Über 40 Schaustücke in der Unteren Stadtkirche:
Eine Krippe aus recycelten Reifen, Maria, Josef und das Christuskind aus Strandgut, eine Szene mit Früchten und frisch gewachsenen Kräutern, die das neue Leben und die Auferstehung symbolisiert – viele innerlich bewegende und zum Nachdenken anregende Überraschungen erwarten die Besucher der Unteren Stadtkirche in Wetzlar noch bis zum 3. Advent. Auch einige großformatige Fotos sind ausgestellt. Es sind Darstellungen aus ganz unterschiedlichen Materialien: aus Ton, Kork, Jute oder Steinen, winzig klein, die weihnachtliche Szene als Block oder mit zahlreichen Einzelfiguren.
Mehr als 40 Krippen aus Portugal und Spanien hat die in Waldgirmes lebende Annedore Reinstädtler aus ihrer reichhaltigen Sammlung von insgesamt fast 200 Schaustücken ausgewählt um sie einem interessierten Publikum zu präsentieren. Die 63-Jährige führte kurz vor der Eröffnung der Wetzlarer Weihnachtsmärkte ihre wissbegierigen Besucher durch die fantasievoll und lebendig gestaltete Ausstellung. Dabei beantwortete die Mitarbeiterin in der Schul- und Gemeindebücherei Atzbach viele Fragen zu den Materialien, zur Bedeutung der unterschiedlichen Szenen und der Besonderheiten der Traditionen in Portugal und Spanien. Seit mehr als 25 Jahren sammelt Annedore Reinstädtler, die mit ihrem Mann Gerold Reinstädtler jedes Jahr im Winter und im Sommer nach Portugal reist, die unterschiedlichsten Schaustücke. Manche Szenen hat sie auch selbst angefertigt – so eine Krippe aus am Strand gefundenen Muscheln oder eine aus landwirtschaftlichem Gerät.

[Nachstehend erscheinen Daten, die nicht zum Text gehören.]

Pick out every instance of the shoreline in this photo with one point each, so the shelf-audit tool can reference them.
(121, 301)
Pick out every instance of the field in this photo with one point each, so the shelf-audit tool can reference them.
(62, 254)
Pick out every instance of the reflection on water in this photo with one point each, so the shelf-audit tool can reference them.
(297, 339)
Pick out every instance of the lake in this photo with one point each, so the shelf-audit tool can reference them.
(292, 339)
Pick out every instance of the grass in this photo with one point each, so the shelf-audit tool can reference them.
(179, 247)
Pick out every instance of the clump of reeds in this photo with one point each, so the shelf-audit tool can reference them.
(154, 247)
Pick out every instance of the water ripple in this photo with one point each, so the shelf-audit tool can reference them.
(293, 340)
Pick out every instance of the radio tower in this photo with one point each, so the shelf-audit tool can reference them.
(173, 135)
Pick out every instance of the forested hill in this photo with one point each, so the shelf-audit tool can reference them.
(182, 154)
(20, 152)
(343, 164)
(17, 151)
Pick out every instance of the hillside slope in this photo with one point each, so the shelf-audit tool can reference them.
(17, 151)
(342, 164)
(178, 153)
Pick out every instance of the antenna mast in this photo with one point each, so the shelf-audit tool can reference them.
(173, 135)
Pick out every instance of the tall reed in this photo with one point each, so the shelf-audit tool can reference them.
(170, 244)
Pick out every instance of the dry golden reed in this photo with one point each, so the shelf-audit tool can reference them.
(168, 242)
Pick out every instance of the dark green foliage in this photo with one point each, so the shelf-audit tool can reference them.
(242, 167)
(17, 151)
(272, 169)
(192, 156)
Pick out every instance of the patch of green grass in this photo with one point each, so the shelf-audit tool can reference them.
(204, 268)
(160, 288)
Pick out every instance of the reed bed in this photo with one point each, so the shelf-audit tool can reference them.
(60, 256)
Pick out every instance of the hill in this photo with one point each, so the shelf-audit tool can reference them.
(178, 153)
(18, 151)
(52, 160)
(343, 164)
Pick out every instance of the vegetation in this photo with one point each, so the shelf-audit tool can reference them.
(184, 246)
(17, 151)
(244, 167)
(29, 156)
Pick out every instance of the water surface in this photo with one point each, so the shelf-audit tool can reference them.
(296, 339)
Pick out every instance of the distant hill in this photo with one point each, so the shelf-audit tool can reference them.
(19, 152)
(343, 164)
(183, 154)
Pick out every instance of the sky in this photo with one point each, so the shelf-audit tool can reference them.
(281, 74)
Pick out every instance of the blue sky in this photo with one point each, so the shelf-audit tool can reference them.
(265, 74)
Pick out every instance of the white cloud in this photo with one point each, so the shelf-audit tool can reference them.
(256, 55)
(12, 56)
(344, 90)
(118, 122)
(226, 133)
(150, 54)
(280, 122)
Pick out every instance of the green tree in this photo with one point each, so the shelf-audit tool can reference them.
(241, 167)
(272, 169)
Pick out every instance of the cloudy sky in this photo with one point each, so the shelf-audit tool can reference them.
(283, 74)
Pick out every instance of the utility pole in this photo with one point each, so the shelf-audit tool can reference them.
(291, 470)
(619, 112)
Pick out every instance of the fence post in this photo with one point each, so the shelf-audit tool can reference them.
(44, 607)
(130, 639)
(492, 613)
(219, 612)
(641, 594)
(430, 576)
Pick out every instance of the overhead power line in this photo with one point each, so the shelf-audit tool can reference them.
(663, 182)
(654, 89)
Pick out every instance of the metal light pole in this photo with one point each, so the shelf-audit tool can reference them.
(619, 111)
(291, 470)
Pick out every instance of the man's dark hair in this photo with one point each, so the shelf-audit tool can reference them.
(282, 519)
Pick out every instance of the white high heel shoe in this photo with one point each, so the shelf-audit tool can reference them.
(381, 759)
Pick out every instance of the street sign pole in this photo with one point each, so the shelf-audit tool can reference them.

„Krippen findet man das ganze Jahr über in allen Landesteilen Portugals“, berichtete Annedore Reinstädtler. Insbesondere in der Weihnachtszeit bis zum Epiphaniasfest sind Krippen in fast jedem Ort an allen markanten Plätzen aufgebaut. Um dies zu veranschaulichen, hat Reinstädtler eine typische Volkskrippe mit 80 Figuren zu einer ganzen Landschaft zusammen gestellt, ähnlich wie bei einer Modelleisenbahn. „Diese Form findet man in Portugal häufig auch in Feuerwehrgerätehäusern“, erklärte sie dazu. „Manche Kommunen lassen Künstler große Figuren gestalten und ganze Straßenzüge sind mit Krippenszenen ausgestattet“, erzählte sie weiter.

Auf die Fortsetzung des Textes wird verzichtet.